4- Measures That Can Be Taken to Prevent Complications
- Planning and Examination: Good surgical planning and the ability to perform it on a suitable patient are important. Especially in cases with edentulous ends or tooth extraction performed a long time ago and with serious vertical and horizontal bone loss in the jawbone, and if an implant is being considered in the area close to anatomical structures, three-dimensional imaging (tomography) should definitely be used. Planning on tomography before starting the surgical procedure will minimize complications.
- Hygiene and Care: Regular oral care and the use of dental floss after implant placement are carefully explained to the patient.
- Check-ups: Regular dental check-ups should be done for the first 6 months.
- Diet: It is important to consume soft foods and avoid hard foods.
- Avoiding Smoking and Alcohol Consumption: To speed up the healing process.
What Is Peri-Implantitis?

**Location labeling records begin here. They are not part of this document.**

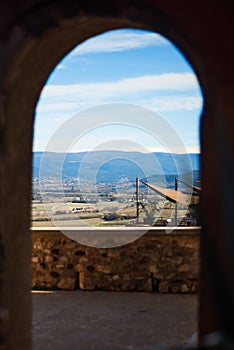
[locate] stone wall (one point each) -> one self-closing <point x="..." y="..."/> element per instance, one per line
<point x="158" y="261"/>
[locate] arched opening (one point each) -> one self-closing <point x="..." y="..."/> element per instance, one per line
<point x="33" y="47"/>
<point x="185" y="96"/>
<point x="123" y="70"/>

Is It the Maın Factor In Implant Loss?
In cases where oral hygiene is insufficient, bacteria multiply on the implant surface and inflammation (peri-mucositis) begins in the soft tissue around the implant. If not treated, a picture (peri-implantitis) showing bone loss around the implant may be observed. When the bone around the implant completely loses its connection, mobility and then loss of the implant occurs.

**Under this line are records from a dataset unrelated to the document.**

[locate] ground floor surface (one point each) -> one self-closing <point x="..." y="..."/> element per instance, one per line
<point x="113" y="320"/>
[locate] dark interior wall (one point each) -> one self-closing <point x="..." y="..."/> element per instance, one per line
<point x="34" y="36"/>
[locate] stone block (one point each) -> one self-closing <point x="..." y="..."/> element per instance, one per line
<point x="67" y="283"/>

Regular physician check-ups are essential to maintain the health of the tissues around the implant and to ensure the longevity of the implants. In particular, patients cannot understand the bone loss that 1 begins in the bone tissue around the implant. Because in such a case, there is no mobility, that is, movement in the implant. Perhaps during this period, the patient may understand that something is wrong with bleeding, swelling in the soft tissues around the implant, bad breath and a bad taste in the mouth. But thanks to regular physician check-ups, peri-implantitis is tried to be treated before the destruction in the bone progresses. However, as long as the factor causing peri-implantitis continues in the mouth environment, the treatment result is failure. Despite paying attention to oral hygiene, if the patient has a systemic problem or a drug treatment that they have to take after implant-supported restorations and therefore may have a negative impact on the success of the implants. The patient having to undergo radiotherapy as a result of any cancer disease; starting to use Bifosphanate as a result of osteoporosis; Being a diabetic patient and not paying attention to their diet and blood sugar levels getting out of control, etc. are factors that negatively affect implant success in the long term.

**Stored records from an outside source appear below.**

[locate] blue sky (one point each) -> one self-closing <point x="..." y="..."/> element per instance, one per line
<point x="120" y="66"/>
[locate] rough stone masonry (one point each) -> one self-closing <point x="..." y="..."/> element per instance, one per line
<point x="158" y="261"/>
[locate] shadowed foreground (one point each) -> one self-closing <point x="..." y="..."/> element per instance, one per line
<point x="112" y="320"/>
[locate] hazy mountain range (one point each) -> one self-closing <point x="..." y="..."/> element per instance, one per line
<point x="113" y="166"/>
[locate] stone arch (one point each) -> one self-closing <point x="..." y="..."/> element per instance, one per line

Incorrect planning of the implant-supported prosthesis; Failure to completely clean the cements escaping to the subgingival area during the cementation of cemented crowns, non-hygienic construction of the implant-supported prosthesis that cannot be cleaned by the patient, incorrect occlusion, using the wrong material in the wrong area, etc. trigger peri-implantitis.
- Treatment: The problematic area is fully seen by surgically lifting the flap. First of all, the bacteria on the implant surface due to bacterial entry are cleaned from the implant surface. The implant surface is acidified and/or cleaned with periodontal titanium curettes, and milled to smooth the implant surface. If there is a concave area around which bone graft will be placed; The treatment is completed by placing bone graft and membrane and connective tissue graft on it. If the problem is caused by the prosthesis made, the prosthesis must be changed and renewed by planning it correctly again.